Antes disso, porém Dorham mostra que também sabia ousar, provando que apenas os desatentos o subestimavam. "Lotus Blossom", que abre o álbum, é um dos mais originais e engenhosos temas do jazz daquele final de anos 50, quiçá de toda a história do hard-bop. Intensa, lírica, dissonante, desconcertante. De andamento que ondula, surpreende por seu riff inteligente, mas também pela variação de ritmos e encadeamentos, bastante a cargo, aliás, das baquetas de Taylor. "Lotus...”, aberta referência ao Oriente, tem condensado, em menos de 5 min, tudo isso: solos incríveis de Dorham, Flanagan e de Taylor, subidas e descidas, be-bop, blues e música indiana.
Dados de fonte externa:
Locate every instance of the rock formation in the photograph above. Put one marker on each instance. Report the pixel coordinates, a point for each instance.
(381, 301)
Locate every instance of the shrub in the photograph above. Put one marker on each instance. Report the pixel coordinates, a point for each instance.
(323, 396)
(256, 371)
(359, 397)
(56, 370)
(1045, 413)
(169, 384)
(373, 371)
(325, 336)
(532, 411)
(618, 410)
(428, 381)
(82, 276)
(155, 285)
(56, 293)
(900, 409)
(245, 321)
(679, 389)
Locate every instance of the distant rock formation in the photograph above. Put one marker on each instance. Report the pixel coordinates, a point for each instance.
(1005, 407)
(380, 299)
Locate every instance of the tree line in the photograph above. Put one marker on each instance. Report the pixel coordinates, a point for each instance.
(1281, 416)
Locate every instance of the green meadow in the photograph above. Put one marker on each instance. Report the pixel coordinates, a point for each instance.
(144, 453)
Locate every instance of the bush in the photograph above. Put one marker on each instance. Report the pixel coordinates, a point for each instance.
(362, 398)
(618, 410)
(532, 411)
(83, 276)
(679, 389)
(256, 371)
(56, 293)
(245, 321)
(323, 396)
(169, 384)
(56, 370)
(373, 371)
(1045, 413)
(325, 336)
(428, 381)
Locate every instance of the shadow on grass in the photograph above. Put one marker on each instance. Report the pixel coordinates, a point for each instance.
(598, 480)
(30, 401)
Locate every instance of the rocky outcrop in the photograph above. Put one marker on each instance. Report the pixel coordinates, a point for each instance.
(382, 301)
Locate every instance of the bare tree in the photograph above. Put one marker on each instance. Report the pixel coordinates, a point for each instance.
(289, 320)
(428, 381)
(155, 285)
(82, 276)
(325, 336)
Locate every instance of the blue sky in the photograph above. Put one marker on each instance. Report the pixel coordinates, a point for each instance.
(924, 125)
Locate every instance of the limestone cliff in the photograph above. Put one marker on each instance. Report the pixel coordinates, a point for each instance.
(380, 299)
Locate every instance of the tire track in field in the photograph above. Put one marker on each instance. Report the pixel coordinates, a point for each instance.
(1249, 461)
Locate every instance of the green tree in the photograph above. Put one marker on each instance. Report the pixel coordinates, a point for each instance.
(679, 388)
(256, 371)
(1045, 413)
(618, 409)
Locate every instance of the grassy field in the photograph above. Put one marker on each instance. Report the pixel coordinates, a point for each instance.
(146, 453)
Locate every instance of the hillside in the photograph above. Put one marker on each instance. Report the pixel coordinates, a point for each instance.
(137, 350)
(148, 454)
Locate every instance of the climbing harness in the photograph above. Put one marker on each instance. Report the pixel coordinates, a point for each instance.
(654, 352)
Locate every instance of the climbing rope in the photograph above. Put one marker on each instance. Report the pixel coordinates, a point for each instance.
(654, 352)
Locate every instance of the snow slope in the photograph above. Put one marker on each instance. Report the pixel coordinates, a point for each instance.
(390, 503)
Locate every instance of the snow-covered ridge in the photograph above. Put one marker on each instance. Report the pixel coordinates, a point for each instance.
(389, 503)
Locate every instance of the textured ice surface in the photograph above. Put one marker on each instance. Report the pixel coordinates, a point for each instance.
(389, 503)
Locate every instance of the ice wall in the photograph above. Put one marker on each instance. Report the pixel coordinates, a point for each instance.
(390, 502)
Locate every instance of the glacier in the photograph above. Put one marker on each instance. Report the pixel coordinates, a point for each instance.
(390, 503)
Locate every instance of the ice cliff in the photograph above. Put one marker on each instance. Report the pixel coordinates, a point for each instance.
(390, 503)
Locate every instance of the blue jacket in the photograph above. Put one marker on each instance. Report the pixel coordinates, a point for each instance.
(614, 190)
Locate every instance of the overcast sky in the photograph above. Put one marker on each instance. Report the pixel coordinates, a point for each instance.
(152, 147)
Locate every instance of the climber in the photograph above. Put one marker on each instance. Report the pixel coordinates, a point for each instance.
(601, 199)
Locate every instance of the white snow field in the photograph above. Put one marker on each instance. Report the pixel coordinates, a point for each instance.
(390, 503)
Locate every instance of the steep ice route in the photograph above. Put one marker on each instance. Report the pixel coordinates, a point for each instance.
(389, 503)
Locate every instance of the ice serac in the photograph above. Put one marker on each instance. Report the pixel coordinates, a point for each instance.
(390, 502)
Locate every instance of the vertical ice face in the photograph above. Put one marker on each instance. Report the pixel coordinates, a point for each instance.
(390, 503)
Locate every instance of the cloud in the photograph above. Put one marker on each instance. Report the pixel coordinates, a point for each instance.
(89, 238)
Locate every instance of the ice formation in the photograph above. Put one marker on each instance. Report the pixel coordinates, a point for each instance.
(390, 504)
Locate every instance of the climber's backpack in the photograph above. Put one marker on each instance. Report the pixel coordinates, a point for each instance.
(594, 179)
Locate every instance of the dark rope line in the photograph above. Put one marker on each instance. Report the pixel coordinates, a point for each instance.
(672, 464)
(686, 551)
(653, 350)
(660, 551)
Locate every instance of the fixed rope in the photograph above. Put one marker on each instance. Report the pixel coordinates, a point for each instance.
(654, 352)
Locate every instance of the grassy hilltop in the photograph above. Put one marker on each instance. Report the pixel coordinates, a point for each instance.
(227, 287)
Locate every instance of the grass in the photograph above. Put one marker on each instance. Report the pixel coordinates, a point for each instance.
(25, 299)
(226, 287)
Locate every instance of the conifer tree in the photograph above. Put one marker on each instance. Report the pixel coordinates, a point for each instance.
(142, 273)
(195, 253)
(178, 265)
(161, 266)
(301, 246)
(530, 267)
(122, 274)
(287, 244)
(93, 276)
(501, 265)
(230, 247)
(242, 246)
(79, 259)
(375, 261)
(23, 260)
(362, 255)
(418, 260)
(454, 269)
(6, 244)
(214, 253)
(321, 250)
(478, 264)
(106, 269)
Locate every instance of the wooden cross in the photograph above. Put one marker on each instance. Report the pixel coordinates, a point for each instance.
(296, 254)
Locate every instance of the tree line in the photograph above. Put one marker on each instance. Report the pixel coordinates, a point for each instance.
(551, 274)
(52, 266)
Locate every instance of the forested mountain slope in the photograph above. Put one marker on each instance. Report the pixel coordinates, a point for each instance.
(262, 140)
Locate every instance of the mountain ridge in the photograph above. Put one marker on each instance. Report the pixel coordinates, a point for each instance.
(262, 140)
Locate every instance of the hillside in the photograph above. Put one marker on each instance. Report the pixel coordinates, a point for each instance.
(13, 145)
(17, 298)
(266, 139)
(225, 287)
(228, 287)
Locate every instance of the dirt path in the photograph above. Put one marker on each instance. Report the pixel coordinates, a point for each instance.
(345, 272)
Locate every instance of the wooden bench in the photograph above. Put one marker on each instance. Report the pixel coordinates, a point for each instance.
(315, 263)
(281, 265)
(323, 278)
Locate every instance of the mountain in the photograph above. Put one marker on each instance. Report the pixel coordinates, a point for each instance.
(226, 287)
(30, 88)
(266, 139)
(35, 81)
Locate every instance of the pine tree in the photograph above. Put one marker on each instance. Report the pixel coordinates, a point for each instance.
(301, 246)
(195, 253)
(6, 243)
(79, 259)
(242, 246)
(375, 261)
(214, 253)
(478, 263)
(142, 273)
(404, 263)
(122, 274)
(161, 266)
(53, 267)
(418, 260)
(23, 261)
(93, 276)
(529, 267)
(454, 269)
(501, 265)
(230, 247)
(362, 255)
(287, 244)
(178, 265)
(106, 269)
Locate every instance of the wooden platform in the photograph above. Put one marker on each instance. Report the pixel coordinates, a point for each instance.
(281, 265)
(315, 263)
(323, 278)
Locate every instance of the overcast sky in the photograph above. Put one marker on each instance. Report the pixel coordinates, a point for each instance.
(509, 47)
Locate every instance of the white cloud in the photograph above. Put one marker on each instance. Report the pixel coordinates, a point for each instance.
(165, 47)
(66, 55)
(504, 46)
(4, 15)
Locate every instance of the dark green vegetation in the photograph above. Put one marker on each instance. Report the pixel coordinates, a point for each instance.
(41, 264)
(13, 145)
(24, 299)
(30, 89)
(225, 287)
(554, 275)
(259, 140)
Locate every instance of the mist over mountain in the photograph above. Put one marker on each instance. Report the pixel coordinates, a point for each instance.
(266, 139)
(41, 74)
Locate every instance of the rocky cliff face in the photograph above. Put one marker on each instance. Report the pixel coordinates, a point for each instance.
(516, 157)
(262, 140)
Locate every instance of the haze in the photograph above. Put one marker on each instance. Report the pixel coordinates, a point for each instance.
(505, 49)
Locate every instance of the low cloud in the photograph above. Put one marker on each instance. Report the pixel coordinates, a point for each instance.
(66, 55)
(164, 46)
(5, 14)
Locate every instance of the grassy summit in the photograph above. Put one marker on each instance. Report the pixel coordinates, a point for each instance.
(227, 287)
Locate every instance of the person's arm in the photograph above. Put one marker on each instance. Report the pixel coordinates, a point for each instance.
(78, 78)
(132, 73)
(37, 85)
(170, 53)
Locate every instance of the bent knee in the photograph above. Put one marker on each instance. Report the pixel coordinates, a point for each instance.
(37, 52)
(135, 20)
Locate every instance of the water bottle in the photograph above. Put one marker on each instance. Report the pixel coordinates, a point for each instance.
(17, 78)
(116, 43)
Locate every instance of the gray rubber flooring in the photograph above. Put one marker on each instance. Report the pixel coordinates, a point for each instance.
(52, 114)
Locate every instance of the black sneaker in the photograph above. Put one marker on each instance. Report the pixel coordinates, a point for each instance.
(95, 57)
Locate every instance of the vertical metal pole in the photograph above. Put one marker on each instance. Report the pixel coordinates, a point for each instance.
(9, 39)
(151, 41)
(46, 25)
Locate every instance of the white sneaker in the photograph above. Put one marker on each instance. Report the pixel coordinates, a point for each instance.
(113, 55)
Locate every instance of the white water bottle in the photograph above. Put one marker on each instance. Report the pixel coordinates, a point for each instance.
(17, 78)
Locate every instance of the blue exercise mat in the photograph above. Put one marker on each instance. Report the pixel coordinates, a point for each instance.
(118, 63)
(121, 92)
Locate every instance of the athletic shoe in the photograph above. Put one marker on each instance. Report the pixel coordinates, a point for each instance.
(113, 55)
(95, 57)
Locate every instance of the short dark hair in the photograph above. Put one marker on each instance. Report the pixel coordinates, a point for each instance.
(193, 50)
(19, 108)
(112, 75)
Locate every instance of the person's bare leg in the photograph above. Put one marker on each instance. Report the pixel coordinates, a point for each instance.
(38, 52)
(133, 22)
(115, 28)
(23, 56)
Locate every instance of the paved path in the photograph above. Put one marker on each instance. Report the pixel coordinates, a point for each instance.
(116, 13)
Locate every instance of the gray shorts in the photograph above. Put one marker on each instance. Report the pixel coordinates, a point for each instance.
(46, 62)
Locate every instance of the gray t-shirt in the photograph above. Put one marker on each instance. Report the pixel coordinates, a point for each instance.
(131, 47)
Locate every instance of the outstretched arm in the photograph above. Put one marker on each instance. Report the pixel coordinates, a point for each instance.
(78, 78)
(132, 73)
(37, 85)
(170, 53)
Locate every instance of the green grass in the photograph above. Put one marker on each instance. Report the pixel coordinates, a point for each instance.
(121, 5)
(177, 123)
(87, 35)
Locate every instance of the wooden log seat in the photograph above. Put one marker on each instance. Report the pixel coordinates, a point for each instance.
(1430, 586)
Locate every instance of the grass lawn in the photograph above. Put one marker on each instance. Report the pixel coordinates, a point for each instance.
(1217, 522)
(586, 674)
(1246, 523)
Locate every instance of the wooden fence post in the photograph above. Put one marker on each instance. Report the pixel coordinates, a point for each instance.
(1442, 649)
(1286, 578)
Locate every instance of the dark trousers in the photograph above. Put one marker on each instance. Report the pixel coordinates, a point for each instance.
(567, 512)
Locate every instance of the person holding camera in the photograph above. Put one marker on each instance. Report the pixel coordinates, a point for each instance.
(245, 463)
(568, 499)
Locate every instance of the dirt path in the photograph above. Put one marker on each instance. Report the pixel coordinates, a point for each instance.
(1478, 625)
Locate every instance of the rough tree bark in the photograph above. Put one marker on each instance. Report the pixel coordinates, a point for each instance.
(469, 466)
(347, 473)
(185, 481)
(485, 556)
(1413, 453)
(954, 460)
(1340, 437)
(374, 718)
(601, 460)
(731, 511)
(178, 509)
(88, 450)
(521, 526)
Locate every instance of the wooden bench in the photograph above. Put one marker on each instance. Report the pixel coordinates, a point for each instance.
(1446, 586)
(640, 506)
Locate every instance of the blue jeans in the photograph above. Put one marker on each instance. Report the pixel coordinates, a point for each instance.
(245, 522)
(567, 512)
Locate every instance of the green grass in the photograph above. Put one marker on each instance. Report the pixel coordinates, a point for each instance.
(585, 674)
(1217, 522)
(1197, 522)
Se a serenidade está mais escondida numa faixa tão vívida quanto a de abertura, nada melhor do que aplicá-la num clima de balada. É o que Dorham sabiamente faz na versão de "My Ideal", em que conta com uma rica dobradinha com o piano de Flanagan e a condução consciente de Taylor, só nas escovinhas e pratos, e de Chambers, acostumado com estas ocasiões sonoras visto que recentemente saído do quinteto que acompanhou anos Miles em seus clássicos discos pela Prestige, tais “Steamin’” e “Cookin’”. Tratamento delicado e semelhante o band leader traz para outra adaptação: "Alone Together". O trompete, que atinge notas altas de pura emoção romântica, é transparente, sem exaltação, um exemplo de como utilizar as pausas e ataques de forma sutil e fluida. Nota-se a mesma limpidez do conjunto sonoro – muito ajudada pela captação sempre perfeita do engenheiro de som Rudy Van Gelder – nos “quiet blues” "I Had the Craziest Dream" e "Old Folks". Em ambas, contracenando com Dorham, o piano de Flanagan prioriza as teclas pretas, agudas e faceiras, enquanto o baixo e a bateria mantêm a base ideal para o desenvolvimento harmônico.
Kenny Dorham é fatalmente menos lembrado que outros trompetistas contemporâneos a ele. O temperamento reservado que manteve até sua morte sem alardes, aos 72 anos, após anos de doença renal, provavelmente explique o descompasso entre reconhecimento e qualidade artística. Esse ofuscamento pode ter sido também pela genialidade ou pela personalidade explosiva de Miles? Pelo carisma ou a intempestividade midiática de Lee Morgan? Pelo charme ou a face polêmica de Chet Baker? Probabilidades. Há de se supor, quem sabe, que a diferença de prestígio recaia sobre o estilo, quiçá mais identificável nestes outros. De fato, diversamente destes, Dorham não vai nem pela economia estruturada de Miles, nem pelo virtuosismo jovem de Morgan e nem pela expressividade cool de Chet, mas, sim, pela simplicidade. Esse era seu campo e onde atuava com desenvoltura.
Não se sabem ao certo os motivos, porém nada disso impediu que Dorham, a seu modo, demarcasse o seu lugar entre os grandes do jazz norte-americano. Tranquilo, discreto e quieto como classificou a si próprio, Dorham não promoveu uma revolução do nível do free jazz, da avant-garde, do modal ou cool jazz, mas sim, uma (quase) silenciosa. A sua própria revolução: interna e consciente. Como um sensei do jazz.